Mailing List Archive

Small Vocabulary
Dear list,
I'm considering to use Lucene for indexing sequences of part-of-speech
(POS) tags instead of words; for those who don't know, POS tags are
linguistically motivated labels that are assigned to tokens (words) to
describe its morpho-syntactic function. Instead of sequences of words, I
would like to index sequences of tags, for instance "ART ADV ADJA NN".
The aim is to be able to search (efficiently) for occurrences of "ADJA".

The question is whether Lucene can be applied to deal with that data
cleverly because the statistical properties of such pseudo-texts is very
distinct from natural language texts and make me wonder whether Lucene's
inverted indexes are suitable. Especially the small vocabulary size (<50
distinct tokens, depending on the tagging system) is problematic, I suppose.

First trials for which I have implemented an analyzer that just outputs
Lucene tokens such as "ART", "ADV", "ADJA", etc. yield results that are
not exactly perfect regarding search performance, in a test corpus with
a few million tokens. The number of tokens in production mode is
expected to be much larger, so I wonder whether this approach is
promising at all.
Does Lucene (4.0?) provide optimization techniques for extremely small
vocabulary sizes?

Thank you very much,
Carsten Schnober


--
Institut für Deutsche Sprache | http://www.ids-mannheim.de
Projekt KorAP | http://korap.ids-mannheim.de
Tel. +49-(0)621-43740789 | schnober@ids-mannheim.de
Korpusanalyseplattform der nächsten Generation
Next Generation Corpus Analysis Platform

---------------------------------------------------------------------
To unsubscribe, e-mail: java-user-unsubscribe@lucene.apache.org
For additional commands, e-mail: java-user-help@lucene.apache.org
Re: Small Vocabulary [ In reply to ]
Lucene 4.0 allows you to use custom codecs and there may be one that
would be better for this sort of data, or you could write one.

In your tests is it the searching that is slow or are you reading lots
of data for lots of docs? The latter is always likely to be slow.
General performance advice as in
http://wiki.apache.org/lucene-java/ImproveSearchingSpeed may be
relevant. SSDs and loads of RAM never hurt.


--
Ian.


On Mon, Jul 30, 2012 at 2:07 PM, Carsten Schnober
<schnober@ids-mannheim.de> wrote:
> Dear list,
> I'm considering to use Lucene for indexing sequences of part-of-speech
> (POS) tags instead of words; for those who don't know, POS tags are
> linguistically motivated labels that are assigned to tokens (words) to
> describe its morpho-syntactic function.
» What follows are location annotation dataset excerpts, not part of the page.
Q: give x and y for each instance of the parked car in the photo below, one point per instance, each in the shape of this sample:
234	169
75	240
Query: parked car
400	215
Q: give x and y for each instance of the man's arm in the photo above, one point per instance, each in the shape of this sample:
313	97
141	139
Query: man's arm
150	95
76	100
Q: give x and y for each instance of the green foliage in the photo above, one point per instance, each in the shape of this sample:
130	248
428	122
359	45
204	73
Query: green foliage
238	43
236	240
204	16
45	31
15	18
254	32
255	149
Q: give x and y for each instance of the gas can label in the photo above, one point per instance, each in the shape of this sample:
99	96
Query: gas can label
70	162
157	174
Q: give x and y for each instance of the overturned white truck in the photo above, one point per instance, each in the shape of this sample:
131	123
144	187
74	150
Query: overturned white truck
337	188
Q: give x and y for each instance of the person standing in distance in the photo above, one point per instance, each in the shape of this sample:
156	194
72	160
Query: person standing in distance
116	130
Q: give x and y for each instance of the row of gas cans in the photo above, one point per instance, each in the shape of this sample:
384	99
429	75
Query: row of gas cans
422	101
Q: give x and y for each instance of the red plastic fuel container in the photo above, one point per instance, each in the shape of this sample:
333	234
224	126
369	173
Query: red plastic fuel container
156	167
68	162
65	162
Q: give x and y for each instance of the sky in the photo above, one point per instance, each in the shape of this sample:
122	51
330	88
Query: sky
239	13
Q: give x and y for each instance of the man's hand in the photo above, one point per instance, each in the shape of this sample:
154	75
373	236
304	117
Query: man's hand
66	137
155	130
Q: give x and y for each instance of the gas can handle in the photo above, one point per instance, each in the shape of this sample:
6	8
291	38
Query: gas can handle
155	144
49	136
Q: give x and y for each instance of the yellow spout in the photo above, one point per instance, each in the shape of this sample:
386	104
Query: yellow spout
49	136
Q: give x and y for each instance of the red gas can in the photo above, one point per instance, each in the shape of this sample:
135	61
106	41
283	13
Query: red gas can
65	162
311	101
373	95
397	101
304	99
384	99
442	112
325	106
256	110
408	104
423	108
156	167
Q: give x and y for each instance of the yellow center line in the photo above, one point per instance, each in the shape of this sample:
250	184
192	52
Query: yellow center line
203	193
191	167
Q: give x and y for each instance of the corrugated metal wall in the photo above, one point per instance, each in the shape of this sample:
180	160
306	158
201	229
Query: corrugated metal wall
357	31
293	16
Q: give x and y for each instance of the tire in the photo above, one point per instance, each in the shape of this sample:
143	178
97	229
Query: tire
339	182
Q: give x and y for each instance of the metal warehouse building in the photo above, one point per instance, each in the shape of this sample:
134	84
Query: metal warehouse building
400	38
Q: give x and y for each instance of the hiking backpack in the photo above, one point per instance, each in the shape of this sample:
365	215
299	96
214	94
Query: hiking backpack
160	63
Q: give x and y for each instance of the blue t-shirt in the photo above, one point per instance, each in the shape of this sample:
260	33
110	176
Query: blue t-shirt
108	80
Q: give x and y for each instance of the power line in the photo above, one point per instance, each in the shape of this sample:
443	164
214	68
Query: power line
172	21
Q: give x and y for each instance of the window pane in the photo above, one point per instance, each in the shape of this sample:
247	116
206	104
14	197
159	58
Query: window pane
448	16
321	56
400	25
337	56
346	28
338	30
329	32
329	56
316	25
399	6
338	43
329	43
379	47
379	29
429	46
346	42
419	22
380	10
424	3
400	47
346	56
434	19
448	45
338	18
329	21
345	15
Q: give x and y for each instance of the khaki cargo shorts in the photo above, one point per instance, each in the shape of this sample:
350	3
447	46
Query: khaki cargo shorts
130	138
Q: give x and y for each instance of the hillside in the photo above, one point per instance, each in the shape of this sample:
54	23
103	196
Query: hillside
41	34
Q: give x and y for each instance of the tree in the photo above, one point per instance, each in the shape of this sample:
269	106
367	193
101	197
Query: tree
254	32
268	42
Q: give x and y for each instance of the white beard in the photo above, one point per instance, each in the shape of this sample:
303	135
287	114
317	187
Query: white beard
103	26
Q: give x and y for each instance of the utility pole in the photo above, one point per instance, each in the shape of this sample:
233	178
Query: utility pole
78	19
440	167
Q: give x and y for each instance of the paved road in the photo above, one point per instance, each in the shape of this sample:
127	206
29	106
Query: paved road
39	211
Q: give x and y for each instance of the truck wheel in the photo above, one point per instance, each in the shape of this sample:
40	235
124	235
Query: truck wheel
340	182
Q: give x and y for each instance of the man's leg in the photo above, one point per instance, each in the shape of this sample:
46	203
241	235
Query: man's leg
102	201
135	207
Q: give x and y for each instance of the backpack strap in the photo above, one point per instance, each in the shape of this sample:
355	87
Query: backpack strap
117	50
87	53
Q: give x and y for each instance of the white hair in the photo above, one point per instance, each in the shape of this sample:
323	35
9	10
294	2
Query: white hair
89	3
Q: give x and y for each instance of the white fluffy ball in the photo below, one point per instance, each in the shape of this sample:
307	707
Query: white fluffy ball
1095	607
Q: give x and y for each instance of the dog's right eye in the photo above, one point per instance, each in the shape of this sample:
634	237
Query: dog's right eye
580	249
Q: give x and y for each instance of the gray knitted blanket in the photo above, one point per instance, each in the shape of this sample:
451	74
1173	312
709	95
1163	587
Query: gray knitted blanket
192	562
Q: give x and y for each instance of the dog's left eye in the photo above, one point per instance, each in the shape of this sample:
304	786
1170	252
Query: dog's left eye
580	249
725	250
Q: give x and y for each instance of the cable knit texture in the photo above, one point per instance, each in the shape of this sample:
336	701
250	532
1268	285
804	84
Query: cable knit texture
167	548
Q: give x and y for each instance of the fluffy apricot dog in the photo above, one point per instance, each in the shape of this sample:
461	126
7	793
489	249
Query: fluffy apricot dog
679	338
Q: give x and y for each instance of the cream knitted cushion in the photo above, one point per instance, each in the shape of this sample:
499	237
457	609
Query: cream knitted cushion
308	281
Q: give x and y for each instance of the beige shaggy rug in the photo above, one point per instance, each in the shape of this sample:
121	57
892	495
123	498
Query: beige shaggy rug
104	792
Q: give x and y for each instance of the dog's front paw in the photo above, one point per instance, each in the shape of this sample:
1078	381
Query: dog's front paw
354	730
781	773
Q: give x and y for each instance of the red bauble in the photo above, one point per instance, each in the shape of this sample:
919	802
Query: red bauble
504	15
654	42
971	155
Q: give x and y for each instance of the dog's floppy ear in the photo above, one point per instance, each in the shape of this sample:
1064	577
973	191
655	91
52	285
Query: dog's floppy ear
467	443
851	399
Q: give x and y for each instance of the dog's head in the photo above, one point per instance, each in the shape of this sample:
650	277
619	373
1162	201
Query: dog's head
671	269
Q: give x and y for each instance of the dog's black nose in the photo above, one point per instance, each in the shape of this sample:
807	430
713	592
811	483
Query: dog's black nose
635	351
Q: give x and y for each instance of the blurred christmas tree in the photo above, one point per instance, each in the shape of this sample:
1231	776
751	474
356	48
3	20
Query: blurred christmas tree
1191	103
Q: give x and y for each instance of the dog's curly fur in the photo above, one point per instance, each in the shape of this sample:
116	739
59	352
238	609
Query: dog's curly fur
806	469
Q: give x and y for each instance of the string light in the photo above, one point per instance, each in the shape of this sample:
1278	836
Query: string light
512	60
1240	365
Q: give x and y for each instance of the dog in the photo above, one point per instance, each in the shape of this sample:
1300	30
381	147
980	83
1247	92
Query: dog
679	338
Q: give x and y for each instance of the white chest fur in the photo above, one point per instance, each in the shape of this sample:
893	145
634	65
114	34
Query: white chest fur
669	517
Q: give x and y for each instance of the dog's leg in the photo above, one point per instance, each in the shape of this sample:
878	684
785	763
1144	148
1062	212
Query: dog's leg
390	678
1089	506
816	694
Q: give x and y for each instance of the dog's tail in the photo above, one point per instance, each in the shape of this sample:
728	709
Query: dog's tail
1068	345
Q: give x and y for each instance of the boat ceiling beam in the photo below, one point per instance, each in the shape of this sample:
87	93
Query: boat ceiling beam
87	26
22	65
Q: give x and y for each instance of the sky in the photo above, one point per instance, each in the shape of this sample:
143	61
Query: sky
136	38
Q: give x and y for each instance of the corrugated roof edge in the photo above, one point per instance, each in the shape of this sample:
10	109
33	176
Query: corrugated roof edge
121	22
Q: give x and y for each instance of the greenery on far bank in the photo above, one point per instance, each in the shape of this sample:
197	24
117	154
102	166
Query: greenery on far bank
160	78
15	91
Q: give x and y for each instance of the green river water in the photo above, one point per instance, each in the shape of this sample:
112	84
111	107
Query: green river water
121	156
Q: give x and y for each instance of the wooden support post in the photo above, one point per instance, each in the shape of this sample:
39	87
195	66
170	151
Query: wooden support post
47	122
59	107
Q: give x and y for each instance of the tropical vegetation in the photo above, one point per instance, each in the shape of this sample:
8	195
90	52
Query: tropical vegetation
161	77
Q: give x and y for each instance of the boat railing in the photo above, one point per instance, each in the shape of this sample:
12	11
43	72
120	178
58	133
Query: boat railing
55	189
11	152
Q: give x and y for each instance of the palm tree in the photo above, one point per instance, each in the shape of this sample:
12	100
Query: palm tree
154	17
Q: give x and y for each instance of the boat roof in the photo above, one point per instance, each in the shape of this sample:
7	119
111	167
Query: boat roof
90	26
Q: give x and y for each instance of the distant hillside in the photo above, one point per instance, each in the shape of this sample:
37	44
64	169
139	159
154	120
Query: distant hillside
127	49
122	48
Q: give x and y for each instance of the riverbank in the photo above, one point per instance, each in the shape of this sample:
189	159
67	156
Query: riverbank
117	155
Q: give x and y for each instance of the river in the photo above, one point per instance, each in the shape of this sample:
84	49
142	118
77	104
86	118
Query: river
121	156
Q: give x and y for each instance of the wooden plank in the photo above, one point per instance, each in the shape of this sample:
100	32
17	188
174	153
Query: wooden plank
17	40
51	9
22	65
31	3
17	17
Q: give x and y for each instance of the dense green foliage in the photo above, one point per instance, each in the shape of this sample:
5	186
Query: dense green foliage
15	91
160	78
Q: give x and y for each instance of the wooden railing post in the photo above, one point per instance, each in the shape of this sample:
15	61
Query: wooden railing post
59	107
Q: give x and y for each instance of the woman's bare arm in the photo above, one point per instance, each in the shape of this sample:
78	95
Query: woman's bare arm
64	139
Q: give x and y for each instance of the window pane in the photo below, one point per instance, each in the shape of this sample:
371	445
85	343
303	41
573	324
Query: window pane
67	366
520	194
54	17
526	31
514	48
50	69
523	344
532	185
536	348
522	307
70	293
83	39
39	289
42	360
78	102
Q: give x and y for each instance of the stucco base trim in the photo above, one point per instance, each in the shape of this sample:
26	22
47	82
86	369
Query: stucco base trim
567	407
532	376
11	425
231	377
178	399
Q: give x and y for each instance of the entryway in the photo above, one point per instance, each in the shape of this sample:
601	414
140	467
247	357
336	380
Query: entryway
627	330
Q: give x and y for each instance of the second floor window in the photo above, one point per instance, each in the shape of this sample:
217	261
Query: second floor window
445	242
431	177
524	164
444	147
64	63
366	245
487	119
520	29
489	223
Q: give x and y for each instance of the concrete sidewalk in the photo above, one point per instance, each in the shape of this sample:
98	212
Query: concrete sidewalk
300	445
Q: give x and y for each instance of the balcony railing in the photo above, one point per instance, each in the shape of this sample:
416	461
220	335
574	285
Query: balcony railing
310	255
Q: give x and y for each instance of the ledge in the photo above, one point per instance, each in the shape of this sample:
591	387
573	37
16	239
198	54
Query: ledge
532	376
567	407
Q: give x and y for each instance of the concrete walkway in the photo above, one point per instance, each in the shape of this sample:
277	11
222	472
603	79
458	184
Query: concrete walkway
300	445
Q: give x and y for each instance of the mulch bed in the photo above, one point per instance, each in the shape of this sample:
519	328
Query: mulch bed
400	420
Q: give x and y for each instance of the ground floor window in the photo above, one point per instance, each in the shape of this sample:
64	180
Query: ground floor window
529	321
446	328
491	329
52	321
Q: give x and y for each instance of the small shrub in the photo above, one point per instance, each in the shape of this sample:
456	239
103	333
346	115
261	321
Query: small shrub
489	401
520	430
Instead of sequences of words, I
> would like to index sequences of tags, for instance "ART ADV ADJA NN".
> The aim is to be able to search (efficiently) for occurrences of "ADJA".
>
> The question is whether Lucene can be applied to deal with that data
> cleverly because the statistical properties of such pseudo-texts is very
> distinct from natural language texts and make me wonder whether Lucene's
> inverted indexes are suitable. Especially the small vocabulary size (<50
> distinct tokens, depending on the tagging system) is problematic, I suppose.
>
> First trials for which I have implemented an analyzer that just outputs
> Lucene tokens such as "ART", "ADV", "ADJA", etc. yield results that are
> not exactly perfect regarding search performance, in a test corpus with
> a few million tokens. The number of tokens in production mode is
> expected to be much larger, so I wonder whether this approach is
> promising at all.
> Does Lucene (4.0?) provide optimization techniques for extremely small
> vocabulary sizes?
>
> Thank you very much,
> Carsten Schnober
>
>
> --
> Institut für Deutsche Sprache | http://www.ids-mannheim.de
> Projekt KorAP | http://korap.ids-mannheim.de
> Tel. +49-(0)621-43740789 | schnober@ids-mannheim.de
> Korpusanalyseplattform der nächsten Generation
> Next Generation Corpus Analysis Platform
>
> ---------------------------------------------------------------------
> To unsubscribe, e-mail: java-user-unsubscribe@lucene.apache.org
> For additional commands, e-mail: java-user-help@lucene.apache.org
>

---------------------------------------------------------------------
To unsubscribe, e-mail: java-user-unsubscribe@lucene.apache.org
For additional commands, e-mail: java-user-help@lucene.apache.org
Re: Small Vocabulary [ In reply to ]
Am 31.07.2012 12:10, schrieb Ian Lea:

Hi Ian,

> Lucene 4.0 allows you to use custom codecs and there may be one that
> would be better for this sort of data, or you could write one.
>
> In your tests is it the searching that is slow or are you reading lots
> of data for lots of docs? The latter is always likely to be slow.
> General performance advice as in
> http://wiki.apache.org/lucene-java/ImproveSearchingSpeed may be
> relevant. SSDs and loads of RAM never hurt.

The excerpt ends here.